The correction inspired lots of questions regarding the economic and financial state of China, the prospects for growth in developed countries and possible risk of another recession looming. Professor Nouriel Roubini, who won credence for warning against the impending financial cataclysm in 2006, asserts that he does not believe we are back to 2008, and that China is in for a bumpy, albeit not hard, landing. However, he also does not believe the Fed will hike four times in 2016 as expected, and a March hike is off the table.

The emerging consensus from Davos seems to support this view, and underscores how financial markets tend to be “manic depressive”: Overreacting to good news, and underreacting to bad.

However, amassed debt over the past 8 years is a source of risk and uncertainty, as it is unlikely that all will be repaid. The magnitude of this “debt tsunami” dwarfs 2007, according to economist William White. European creditors are at the highest risk, as an estimated $1tn outstanding bad loans are stuck in European banks, while all macroeconomic ammunition has been used up.

New Model for Growth Needed

Several attendees at WEF 2016, including Christine Lagarde, Nobel Laureate Joseph Stiglitz, OECD’s Secretary General Ángel Gurría and MIT professor Erik Brynjolfsson, recognised the inadequacy of GDP in measuring economic progress.
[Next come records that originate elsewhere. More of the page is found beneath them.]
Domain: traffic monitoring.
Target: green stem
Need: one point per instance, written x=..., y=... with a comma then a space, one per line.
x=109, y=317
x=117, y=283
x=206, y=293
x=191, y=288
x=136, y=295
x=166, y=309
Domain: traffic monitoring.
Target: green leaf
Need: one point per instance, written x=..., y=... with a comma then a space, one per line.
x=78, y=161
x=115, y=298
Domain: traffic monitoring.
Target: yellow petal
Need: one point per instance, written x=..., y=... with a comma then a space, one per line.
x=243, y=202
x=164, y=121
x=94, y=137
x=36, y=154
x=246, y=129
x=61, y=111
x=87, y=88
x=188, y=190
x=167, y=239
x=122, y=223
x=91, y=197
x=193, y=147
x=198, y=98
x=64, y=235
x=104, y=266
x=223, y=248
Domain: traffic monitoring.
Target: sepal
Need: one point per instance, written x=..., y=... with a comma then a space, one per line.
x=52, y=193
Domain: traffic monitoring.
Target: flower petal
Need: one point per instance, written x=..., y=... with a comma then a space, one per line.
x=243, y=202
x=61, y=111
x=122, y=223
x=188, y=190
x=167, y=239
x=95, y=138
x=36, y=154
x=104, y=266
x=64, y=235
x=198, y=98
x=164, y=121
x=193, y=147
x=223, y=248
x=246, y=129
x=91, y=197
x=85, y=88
Brynjolfsson even remarked how the originator of the GDP measure, Simon Kuznets, discouraged using GDP to gauge economic performance, seeing as the total value of everything we buy and sell says is at best derivative of welfare, and may even run counter to it.

While GDP is improving, the gains are extremely unevenly distributed. Inequality is increasing, and the post-war era of prospering middle classes, social mobility and diminishing Gini-coefficients look less like the beginning of a modern trend and more like an unusual blip on the radar.

According to a report by UK-based NGO Oxfam, published just before WEF 2016, the wealthiest 62 persons own as much as the poorest 3.6 billion people. Each of these groups – the 62 individuals and the 3.6bn people – represent ownership of $1760bn. Stiglitz noted how our current economic system is simply not working for most people, and encouraged adopting alternative ways of measuring how well we are doing economically.